Methods: A descriptive study characterizing the implementation of an out-of-hospital termination of resuscitation policy in the Chicago EMS system. It includes a retrospective telemetry record review analyzing the utilization and compliance with the policy. The newly implemented policy involved field termination of resuscitation for all nontraumatic, adult cardiac arrest victims presenting in asystole who were not responsive to a standard trial of resuscitation.
Results: Over the three-month study period, 228 resuscitations of adult, nontraumatic cardiac arrest victims were identified and submitted for review. The group of 142 cardiac arrest victims who presented in asystole and received resuscitative efforts were categorized into four groups. Group I included 34 cardiac arrests for which resuscitation was terminated in the field following policy criteria. Group II included eight cardiac arrests for which resuscitation was terminated but the patients did not meet criteria for termination of resuscitation. Group III included 84 cardiac arrests for which resuscitation was not terminated because the patients did not meet criteria for out-of-hospital termination. Group IV included 16 cardiac arrests for which resuscitative efforts were continued, although the patients met indications for field termination.
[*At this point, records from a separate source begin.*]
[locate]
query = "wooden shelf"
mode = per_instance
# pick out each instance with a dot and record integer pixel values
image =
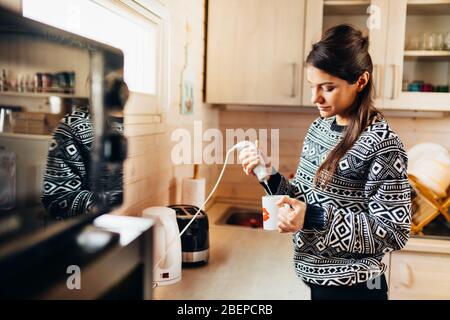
(426, 53)
(38, 95)
(428, 7)
(346, 7)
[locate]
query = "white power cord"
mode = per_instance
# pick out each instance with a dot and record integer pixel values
(236, 146)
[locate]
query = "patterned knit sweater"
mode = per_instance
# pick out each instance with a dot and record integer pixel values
(361, 214)
(67, 179)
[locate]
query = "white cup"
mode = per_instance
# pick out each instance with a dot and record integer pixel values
(270, 211)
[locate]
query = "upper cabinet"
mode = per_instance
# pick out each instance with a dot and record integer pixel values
(257, 48)
(418, 55)
(368, 16)
(255, 52)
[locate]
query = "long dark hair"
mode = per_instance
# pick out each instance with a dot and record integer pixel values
(343, 52)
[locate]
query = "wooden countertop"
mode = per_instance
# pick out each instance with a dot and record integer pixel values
(244, 264)
(255, 264)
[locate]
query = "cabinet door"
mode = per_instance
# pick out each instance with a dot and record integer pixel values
(418, 61)
(370, 17)
(255, 52)
(417, 275)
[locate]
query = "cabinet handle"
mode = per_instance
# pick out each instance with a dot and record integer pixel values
(379, 81)
(294, 80)
(394, 78)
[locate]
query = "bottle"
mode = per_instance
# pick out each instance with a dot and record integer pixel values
(260, 170)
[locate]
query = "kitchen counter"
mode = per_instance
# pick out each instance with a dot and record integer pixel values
(255, 264)
(244, 264)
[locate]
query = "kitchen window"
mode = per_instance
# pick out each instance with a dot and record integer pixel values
(138, 28)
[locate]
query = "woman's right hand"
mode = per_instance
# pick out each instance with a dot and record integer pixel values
(251, 157)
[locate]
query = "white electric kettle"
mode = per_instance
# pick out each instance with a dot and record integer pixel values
(166, 245)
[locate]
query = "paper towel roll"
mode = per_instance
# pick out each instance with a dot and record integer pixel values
(193, 192)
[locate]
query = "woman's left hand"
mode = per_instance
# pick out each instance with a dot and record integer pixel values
(291, 220)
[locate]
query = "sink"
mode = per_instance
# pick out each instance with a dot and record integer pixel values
(243, 217)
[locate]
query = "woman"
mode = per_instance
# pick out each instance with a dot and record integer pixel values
(350, 198)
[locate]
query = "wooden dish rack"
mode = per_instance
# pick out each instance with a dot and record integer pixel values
(426, 206)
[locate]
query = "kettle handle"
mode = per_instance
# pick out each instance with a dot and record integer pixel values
(170, 228)
(161, 243)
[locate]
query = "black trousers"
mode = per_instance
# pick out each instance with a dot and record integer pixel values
(375, 289)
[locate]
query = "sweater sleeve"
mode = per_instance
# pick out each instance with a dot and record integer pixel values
(280, 185)
(385, 225)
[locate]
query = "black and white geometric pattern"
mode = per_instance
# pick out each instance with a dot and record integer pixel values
(67, 184)
(367, 204)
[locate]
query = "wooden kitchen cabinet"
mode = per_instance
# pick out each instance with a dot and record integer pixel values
(324, 14)
(420, 271)
(255, 52)
(394, 28)
(414, 53)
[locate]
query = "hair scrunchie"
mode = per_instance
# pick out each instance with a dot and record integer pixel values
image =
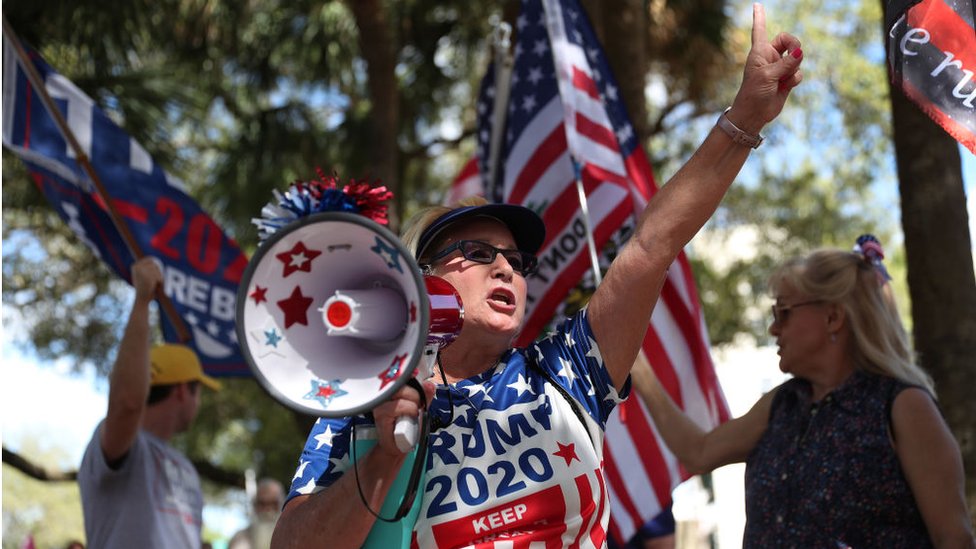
(870, 248)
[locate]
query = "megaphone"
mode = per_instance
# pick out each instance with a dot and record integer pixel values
(334, 315)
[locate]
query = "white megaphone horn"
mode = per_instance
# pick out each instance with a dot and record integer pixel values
(334, 316)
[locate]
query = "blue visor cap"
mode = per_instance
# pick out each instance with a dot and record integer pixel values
(525, 225)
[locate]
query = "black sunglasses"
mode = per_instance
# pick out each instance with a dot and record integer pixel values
(781, 313)
(482, 252)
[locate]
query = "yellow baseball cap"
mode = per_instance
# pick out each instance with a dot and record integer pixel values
(171, 363)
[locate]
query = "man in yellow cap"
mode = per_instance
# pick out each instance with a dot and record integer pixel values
(136, 489)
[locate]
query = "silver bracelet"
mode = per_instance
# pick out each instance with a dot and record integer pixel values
(737, 134)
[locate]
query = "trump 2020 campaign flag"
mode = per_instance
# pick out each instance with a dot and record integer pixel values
(564, 117)
(932, 58)
(201, 265)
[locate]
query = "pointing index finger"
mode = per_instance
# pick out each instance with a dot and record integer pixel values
(758, 23)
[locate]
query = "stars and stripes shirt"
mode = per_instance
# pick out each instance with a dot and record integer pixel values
(516, 465)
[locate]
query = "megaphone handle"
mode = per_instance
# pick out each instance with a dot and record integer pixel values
(405, 433)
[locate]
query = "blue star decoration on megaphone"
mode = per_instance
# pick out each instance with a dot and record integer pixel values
(324, 392)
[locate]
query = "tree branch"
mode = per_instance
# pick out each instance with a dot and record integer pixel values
(35, 471)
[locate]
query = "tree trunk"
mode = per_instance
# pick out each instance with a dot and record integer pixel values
(376, 44)
(940, 268)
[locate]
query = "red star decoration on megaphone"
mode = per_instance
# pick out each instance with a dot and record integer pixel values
(295, 308)
(299, 258)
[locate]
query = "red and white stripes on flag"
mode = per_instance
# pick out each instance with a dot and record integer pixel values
(565, 117)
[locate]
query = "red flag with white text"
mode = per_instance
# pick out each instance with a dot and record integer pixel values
(932, 58)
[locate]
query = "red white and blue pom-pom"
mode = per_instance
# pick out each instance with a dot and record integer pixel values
(870, 247)
(304, 198)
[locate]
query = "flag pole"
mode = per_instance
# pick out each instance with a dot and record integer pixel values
(38, 84)
(552, 24)
(503, 77)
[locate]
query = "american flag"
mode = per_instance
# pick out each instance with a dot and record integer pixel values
(565, 116)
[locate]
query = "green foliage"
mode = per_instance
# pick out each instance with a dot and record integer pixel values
(29, 504)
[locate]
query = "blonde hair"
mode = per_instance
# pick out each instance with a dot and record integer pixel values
(881, 345)
(415, 226)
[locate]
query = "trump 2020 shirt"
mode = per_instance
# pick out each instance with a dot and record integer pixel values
(515, 464)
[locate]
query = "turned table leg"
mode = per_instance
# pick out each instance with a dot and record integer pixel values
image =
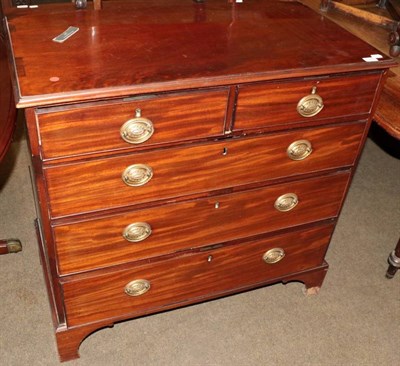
(10, 246)
(394, 261)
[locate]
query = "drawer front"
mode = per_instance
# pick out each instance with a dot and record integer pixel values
(174, 117)
(266, 105)
(151, 232)
(192, 277)
(96, 185)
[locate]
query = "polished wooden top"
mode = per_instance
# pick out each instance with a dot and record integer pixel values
(145, 46)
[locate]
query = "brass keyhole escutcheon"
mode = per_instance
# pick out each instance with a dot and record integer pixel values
(274, 255)
(299, 150)
(286, 202)
(137, 175)
(137, 231)
(311, 104)
(137, 287)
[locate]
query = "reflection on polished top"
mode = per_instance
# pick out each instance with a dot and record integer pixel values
(142, 46)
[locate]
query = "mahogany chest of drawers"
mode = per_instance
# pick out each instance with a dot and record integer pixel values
(184, 157)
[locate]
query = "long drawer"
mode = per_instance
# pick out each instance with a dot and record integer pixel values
(268, 104)
(163, 174)
(143, 121)
(191, 277)
(167, 229)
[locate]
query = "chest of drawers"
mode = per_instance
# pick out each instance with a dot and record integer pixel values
(186, 157)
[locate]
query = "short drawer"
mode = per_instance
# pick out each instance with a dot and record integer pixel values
(194, 276)
(143, 121)
(269, 104)
(167, 229)
(165, 174)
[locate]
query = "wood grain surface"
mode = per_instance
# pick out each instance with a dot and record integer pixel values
(175, 117)
(184, 46)
(269, 104)
(193, 276)
(97, 185)
(99, 243)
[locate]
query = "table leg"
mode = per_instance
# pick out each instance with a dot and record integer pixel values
(394, 261)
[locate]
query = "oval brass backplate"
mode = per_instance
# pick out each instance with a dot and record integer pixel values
(137, 231)
(311, 104)
(137, 130)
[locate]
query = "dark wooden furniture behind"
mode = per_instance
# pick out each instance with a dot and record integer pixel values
(188, 156)
(387, 114)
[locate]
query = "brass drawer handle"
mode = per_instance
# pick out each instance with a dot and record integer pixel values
(299, 149)
(311, 104)
(286, 202)
(138, 231)
(137, 175)
(273, 255)
(137, 287)
(137, 130)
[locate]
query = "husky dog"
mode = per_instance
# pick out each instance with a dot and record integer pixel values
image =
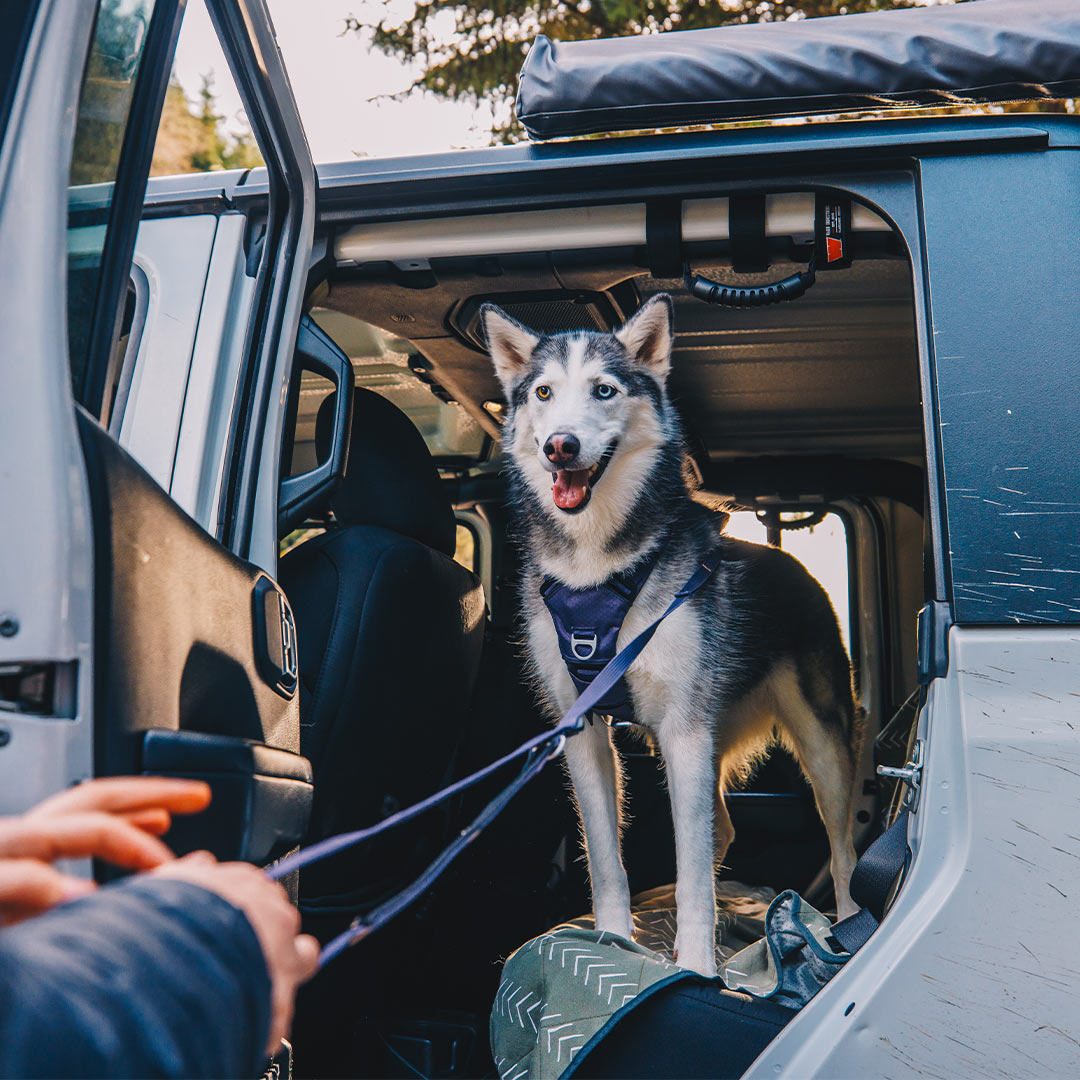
(596, 470)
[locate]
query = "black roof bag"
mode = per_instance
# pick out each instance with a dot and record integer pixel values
(981, 51)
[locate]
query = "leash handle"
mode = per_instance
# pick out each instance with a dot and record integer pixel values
(550, 742)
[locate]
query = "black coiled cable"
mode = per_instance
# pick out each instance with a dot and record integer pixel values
(755, 296)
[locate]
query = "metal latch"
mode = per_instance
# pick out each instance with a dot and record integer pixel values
(910, 775)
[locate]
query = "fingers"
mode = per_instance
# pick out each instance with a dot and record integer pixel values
(127, 794)
(154, 820)
(307, 950)
(81, 835)
(294, 972)
(28, 887)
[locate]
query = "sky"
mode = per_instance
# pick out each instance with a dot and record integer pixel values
(335, 78)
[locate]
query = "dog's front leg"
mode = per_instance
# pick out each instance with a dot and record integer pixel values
(596, 775)
(692, 785)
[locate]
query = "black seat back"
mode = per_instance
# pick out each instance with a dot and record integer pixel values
(390, 631)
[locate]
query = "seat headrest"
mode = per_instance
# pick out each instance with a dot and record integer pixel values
(391, 478)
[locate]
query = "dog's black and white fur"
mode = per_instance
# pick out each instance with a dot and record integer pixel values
(596, 468)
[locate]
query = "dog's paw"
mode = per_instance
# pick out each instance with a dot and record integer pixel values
(701, 960)
(616, 922)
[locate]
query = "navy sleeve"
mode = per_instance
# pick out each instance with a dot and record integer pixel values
(149, 977)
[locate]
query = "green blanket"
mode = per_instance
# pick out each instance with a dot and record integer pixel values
(562, 990)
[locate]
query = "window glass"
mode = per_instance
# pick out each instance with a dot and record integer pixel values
(392, 366)
(108, 90)
(822, 549)
(203, 123)
(314, 389)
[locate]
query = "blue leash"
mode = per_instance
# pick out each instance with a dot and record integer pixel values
(537, 752)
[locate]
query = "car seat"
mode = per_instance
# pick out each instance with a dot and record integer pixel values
(390, 630)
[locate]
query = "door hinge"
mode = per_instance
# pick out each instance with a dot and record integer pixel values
(909, 774)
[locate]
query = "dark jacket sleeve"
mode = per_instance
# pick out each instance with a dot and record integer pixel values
(149, 977)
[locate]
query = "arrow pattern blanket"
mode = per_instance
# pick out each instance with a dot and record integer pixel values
(562, 990)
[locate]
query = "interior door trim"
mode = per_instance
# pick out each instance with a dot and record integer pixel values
(248, 42)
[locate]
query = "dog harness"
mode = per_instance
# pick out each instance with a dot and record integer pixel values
(588, 622)
(537, 752)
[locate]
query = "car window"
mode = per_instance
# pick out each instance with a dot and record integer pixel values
(105, 106)
(821, 547)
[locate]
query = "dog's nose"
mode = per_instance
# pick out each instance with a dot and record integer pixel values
(562, 448)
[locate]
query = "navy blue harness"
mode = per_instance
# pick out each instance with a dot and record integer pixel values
(538, 751)
(588, 622)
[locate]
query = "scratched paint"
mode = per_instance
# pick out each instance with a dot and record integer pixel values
(1004, 332)
(975, 972)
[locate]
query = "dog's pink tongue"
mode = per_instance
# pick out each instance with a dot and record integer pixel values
(570, 487)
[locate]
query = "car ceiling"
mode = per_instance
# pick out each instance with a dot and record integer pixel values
(835, 372)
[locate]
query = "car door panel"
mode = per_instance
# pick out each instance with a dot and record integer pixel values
(196, 670)
(45, 575)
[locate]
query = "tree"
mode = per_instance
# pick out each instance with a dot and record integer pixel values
(478, 59)
(194, 139)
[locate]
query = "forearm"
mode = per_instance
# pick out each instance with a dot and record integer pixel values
(148, 977)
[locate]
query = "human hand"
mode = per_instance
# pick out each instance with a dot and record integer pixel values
(116, 819)
(292, 958)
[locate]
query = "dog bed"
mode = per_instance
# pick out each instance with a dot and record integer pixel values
(562, 991)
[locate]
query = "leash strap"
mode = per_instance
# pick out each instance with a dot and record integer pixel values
(538, 752)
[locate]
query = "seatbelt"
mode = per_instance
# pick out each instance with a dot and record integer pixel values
(872, 881)
(537, 753)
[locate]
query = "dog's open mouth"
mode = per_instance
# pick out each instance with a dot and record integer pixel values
(574, 487)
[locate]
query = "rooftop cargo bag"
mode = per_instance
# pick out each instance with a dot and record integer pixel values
(982, 51)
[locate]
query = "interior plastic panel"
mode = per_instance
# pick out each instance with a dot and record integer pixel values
(175, 628)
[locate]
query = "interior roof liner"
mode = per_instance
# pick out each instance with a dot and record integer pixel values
(984, 51)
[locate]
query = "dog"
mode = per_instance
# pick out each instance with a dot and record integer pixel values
(597, 481)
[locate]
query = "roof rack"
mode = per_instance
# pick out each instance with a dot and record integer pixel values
(967, 53)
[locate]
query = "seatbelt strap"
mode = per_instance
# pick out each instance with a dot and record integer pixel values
(872, 881)
(537, 751)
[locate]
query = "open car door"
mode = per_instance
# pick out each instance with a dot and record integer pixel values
(131, 637)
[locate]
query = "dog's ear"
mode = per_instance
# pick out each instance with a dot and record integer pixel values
(509, 342)
(648, 336)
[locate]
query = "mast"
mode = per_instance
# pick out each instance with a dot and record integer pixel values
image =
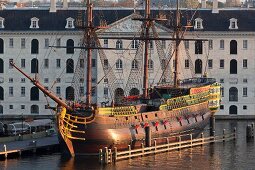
(176, 63)
(89, 53)
(145, 70)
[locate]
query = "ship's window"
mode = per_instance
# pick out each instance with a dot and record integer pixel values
(1, 65)
(134, 91)
(134, 64)
(233, 66)
(34, 65)
(233, 47)
(198, 47)
(69, 66)
(69, 93)
(34, 46)
(70, 46)
(119, 64)
(34, 109)
(233, 110)
(69, 23)
(233, 94)
(118, 95)
(1, 46)
(1, 93)
(34, 94)
(198, 66)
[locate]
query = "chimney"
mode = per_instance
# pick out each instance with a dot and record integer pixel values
(53, 7)
(203, 2)
(65, 4)
(215, 7)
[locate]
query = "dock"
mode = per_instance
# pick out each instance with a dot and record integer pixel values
(20, 146)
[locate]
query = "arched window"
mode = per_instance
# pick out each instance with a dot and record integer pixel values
(119, 64)
(198, 47)
(233, 66)
(233, 94)
(34, 46)
(70, 46)
(1, 46)
(198, 66)
(69, 66)
(1, 93)
(150, 64)
(119, 44)
(118, 95)
(134, 64)
(233, 47)
(34, 109)
(233, 110)
(70, 93)
(34, 65)
(34, 94)
(134, 91)
(1, 65)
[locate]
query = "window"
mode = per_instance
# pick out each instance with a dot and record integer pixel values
(34, 23)
(11, 42)
(210, 44)
(34, 46)
(222, 44)
(70, 46)
(10, 61)
(150, 64)
(134, 44)
(58, 90)
(58, 63)
(23, 63)
(1, 22)
(119, 64)
(245, 63)
(245, 92)
(221, 63)
(186, 44)
(119, 44)
(46, 43)
(198, 23)
(245, 44)
(134, 64)
(10, 91)
(106, 43)
(46, 63)
(210, 63)
(23, 43)
(23, 91)
(198, 47)
(186, 63)
(69, 23)
(233, 24)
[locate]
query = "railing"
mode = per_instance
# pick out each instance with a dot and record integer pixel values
(107, 156)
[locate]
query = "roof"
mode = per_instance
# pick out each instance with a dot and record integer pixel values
(20, 20)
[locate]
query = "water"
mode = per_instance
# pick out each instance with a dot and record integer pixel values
(238, 154)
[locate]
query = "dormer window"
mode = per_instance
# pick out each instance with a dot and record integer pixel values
(198, 24)
(1, 22)
(233, 23)
(34, 23)
(69, 23)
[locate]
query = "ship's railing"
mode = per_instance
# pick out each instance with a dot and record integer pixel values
(117, 111)
(107, 156)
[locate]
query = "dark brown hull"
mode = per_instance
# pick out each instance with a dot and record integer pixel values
(118, 132)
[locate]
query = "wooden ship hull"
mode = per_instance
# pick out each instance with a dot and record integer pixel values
(121, 126)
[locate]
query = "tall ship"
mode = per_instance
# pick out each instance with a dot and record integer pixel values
(167, 109)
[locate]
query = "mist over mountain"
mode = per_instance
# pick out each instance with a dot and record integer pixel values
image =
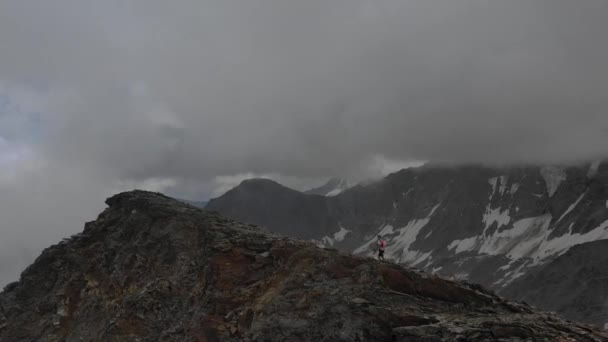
(495, 226)
(152, 268)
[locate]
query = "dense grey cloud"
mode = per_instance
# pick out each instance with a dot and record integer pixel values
(187, 96)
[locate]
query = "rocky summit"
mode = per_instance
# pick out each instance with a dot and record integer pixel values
(151, 268)
(505, 228)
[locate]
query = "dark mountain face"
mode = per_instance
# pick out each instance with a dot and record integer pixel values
(485, 225)
(333, 187)
(154, 269)
(575, 284)
(291, 210)
(198, 204)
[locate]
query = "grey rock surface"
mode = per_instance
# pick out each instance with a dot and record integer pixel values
(154, 269)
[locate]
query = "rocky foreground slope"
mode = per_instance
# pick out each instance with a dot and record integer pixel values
(154, 269)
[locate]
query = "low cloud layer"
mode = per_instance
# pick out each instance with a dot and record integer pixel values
(185, 96)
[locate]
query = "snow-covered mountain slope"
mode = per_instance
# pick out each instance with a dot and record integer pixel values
(333, 187)
(490, 226)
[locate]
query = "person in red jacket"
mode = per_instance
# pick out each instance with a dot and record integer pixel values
(381, 246)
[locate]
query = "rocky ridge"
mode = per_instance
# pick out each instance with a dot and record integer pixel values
(487, 225)
(151, 268)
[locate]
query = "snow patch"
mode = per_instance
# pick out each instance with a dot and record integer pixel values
(553, 177)
(341, 234)
(493, 182)
(514, 188)
(463, 245)
(503, 184)
(334, 192)
(337, 237)
(572, 206)
(502, 218)
(398, 247)
(386, 229)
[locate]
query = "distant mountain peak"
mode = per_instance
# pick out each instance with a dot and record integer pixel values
(152, 268)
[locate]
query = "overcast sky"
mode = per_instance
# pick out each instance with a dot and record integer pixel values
(190, 97)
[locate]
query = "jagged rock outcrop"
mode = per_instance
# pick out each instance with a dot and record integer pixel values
(486, 225)
(151, 268)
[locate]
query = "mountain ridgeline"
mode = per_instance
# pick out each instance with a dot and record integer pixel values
(498, 227)
(151, 268)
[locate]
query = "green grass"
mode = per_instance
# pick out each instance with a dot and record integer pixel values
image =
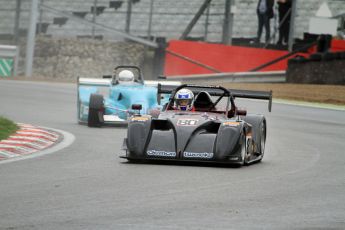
(7, 128)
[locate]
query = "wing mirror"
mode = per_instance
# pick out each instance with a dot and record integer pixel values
(241, 112)
(137, 107)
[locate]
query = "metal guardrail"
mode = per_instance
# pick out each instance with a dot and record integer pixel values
(248, 77)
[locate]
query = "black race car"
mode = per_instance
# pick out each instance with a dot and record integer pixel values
(215, 131)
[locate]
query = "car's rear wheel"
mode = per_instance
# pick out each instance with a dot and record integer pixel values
(262, 139)
(243, 151)
(96, 111)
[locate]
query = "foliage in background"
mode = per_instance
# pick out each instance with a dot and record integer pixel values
(7, 128)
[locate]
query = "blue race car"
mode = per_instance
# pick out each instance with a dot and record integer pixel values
(112, 99)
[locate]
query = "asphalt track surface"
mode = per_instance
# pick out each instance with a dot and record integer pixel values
(299, 185)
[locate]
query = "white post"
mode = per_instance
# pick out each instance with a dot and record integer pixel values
(292, 24)
(31, 39)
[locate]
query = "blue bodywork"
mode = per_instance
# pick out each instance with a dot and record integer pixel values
(118, 98)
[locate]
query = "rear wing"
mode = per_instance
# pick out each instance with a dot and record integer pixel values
(250, 94)
(94, 81)
(219, 91)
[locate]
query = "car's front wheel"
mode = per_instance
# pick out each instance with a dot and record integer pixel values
(96, 111)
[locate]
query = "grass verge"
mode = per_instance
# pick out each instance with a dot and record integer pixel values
(7, 128)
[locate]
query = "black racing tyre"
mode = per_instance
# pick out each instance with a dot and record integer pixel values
(96, 111)
(262, 139)
(243, 151)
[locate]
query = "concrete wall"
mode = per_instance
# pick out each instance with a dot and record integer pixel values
(70, 58)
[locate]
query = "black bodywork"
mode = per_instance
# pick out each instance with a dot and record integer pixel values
(226, 135)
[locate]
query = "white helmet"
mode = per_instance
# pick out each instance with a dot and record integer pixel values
(126, 76)
(184, 99)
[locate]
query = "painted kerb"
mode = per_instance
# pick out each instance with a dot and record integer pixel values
(6, 66)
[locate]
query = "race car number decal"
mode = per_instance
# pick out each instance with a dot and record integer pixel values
(187, 122)
(231, 123)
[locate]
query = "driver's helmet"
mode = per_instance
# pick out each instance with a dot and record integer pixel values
(184, 99)
(126, 76)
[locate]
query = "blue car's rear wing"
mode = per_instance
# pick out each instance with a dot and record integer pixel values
(219, 91)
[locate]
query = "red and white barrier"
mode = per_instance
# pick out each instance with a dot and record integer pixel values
(27, 140)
Conclusions: Field termination of resuscitation is practical in the setting of asystole unresponsive to aggressive resuscitative efforts. The implementation of such an out-of-hospital termination of resuscitation policy is complicated by many problems and is best accomplished by a gradual implementation process. Through this process all members of the EMS community can address practical and ethical issues and grow comfortable with the ongoing evolution of out-of-hospital therapy.